According to the Hollywood Reporter, Robertson allegedly sent an email to conservatives over the weekend, reading, "Men should use the men's bathroom and women should use the women's bathroom. Just because a man may 'feel' like a woman doesn't mean he should be able to share a bathroom with my daughter, or yours."
Robertson added, "That used to be called common sense. Now it's called bigoted."
The A&E reality star chalked up the opposition to the bill — which directly targets transgender people — to the "mob mentality of political correctness."
Twitter users weren't impressed (to say the least).
But as disappointing as it might be to hear yet another public figure defend North Carolina's transphobic law, most Twitter users weren't surprised. Earlier this year, Robertson called same-sex marriage "evil" and "wicked" while stumping for former Republican presidential candidate Ted Cruz.

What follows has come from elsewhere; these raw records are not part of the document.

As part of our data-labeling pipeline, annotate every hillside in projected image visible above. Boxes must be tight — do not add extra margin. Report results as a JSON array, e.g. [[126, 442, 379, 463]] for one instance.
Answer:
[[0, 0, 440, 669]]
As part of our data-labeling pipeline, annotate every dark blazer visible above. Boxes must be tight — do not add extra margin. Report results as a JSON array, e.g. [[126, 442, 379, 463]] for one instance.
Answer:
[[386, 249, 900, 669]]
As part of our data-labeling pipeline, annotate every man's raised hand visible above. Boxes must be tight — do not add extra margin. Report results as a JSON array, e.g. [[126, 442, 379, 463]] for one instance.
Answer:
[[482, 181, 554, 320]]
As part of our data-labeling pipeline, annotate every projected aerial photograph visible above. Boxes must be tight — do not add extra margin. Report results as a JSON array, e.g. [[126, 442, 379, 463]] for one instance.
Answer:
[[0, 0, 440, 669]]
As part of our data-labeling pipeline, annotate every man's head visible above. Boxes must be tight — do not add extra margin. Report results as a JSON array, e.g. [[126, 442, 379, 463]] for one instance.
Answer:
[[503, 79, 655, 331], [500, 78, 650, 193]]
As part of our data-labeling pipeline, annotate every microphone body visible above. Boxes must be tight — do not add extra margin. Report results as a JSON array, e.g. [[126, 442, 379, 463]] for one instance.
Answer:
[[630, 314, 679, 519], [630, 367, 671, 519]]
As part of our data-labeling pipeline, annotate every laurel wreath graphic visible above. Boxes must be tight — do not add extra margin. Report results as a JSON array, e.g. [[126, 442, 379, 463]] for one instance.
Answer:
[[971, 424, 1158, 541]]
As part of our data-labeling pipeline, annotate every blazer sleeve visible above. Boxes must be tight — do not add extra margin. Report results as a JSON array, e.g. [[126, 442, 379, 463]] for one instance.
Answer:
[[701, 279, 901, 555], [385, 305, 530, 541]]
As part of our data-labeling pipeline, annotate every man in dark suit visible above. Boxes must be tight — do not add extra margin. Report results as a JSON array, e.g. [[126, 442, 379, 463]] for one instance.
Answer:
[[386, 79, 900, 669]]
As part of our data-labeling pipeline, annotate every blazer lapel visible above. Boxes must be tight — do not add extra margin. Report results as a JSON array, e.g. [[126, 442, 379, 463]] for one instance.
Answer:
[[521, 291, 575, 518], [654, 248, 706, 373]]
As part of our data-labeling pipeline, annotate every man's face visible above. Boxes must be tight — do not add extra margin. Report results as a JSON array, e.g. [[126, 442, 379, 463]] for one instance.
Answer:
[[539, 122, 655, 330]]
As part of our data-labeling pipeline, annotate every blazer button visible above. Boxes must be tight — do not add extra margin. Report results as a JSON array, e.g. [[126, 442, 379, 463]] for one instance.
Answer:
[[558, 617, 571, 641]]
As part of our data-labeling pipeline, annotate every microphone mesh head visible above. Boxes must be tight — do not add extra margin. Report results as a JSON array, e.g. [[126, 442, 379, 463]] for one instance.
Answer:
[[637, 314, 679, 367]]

The comments echoed ones Robertson made in 2014, when he said he didn't understand why a man would want to have sex with another man. "But hey, sin: It's not logical, my man," Robertson said at the time.

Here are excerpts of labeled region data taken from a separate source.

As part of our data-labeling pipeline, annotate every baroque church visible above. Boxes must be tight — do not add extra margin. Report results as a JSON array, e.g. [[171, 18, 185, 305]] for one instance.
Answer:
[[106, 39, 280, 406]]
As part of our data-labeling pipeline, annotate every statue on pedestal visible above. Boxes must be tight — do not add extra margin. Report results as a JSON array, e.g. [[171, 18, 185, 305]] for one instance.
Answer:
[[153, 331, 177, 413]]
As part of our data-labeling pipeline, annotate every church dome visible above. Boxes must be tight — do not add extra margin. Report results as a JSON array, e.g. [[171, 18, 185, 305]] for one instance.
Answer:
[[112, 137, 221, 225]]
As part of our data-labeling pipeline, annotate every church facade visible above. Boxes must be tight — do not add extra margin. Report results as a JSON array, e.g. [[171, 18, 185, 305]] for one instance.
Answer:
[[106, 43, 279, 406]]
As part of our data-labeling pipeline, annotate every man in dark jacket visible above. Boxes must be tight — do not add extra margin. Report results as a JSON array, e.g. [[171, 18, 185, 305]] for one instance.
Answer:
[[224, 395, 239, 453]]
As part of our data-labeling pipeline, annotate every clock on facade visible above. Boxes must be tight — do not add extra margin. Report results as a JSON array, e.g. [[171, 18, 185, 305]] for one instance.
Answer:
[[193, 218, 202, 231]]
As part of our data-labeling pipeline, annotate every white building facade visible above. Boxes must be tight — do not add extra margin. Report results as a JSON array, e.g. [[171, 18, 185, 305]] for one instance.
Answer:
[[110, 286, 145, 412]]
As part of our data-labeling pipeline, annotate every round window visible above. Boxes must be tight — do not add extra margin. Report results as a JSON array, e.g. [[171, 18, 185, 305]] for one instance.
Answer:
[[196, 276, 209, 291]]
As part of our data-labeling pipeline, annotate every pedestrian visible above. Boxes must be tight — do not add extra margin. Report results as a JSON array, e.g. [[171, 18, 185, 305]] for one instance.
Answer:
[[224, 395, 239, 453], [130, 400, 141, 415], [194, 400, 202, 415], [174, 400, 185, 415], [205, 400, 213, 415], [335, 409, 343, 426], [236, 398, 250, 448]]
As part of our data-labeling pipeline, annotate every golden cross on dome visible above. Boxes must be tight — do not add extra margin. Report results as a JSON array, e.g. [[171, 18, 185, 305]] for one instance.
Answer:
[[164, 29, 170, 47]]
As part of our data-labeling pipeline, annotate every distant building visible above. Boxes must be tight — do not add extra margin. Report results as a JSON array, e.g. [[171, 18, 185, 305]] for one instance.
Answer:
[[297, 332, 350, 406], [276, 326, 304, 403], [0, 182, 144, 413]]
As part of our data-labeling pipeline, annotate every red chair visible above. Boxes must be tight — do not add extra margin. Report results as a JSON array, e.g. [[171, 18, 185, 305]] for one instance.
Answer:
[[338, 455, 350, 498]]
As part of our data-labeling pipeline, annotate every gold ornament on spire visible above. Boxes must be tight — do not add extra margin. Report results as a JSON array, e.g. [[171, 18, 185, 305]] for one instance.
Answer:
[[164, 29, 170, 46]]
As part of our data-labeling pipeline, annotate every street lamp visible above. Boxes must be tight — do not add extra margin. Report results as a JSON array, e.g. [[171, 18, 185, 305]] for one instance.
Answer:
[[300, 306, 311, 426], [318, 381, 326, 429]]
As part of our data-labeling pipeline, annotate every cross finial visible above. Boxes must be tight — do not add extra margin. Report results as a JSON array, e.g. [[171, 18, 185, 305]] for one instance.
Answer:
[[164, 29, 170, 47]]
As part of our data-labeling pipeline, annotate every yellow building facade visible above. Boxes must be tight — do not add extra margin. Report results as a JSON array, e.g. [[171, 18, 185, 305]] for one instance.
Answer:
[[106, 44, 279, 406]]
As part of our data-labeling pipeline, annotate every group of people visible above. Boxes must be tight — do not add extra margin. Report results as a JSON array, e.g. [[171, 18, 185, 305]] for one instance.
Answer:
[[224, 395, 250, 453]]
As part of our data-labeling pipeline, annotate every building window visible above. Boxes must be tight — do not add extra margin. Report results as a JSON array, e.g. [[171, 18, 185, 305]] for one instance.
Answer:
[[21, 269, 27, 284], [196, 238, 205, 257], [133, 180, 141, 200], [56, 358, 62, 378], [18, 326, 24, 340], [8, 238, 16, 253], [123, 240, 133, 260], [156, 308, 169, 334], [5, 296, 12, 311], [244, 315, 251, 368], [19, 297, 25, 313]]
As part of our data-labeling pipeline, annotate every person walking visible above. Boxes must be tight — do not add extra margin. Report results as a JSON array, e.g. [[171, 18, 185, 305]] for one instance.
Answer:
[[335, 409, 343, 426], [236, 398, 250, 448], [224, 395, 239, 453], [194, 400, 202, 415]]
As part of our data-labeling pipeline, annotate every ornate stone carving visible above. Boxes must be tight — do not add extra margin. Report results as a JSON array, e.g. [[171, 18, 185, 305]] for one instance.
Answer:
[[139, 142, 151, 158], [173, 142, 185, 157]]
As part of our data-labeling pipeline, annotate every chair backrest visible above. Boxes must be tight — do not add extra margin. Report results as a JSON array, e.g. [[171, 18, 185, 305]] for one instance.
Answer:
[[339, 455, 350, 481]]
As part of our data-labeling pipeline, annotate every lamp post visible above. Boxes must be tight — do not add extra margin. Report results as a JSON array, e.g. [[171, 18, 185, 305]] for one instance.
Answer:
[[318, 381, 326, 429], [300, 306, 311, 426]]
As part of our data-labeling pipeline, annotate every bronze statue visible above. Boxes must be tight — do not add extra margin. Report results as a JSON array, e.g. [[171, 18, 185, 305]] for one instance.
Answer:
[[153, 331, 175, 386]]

Recently, the debate has become dicier than even these Twitter users' takedown of Robertson. On Monday, North Carolina legislators filed a suit against the federal government after the Department of Justice issued a warning the week before. Though Attorney General Loretta Lynch deemed the bathroom bill a violation of civil rights, North Carolina legislators are doing everything they can to uphold the law. After issuing a warning to North Carolina lawmakers the week before, attorney general lynch announced Monday the DoJ is suing north carolina for violating the civil rights act after the state filed suit against the federal government Monday to uphold the law.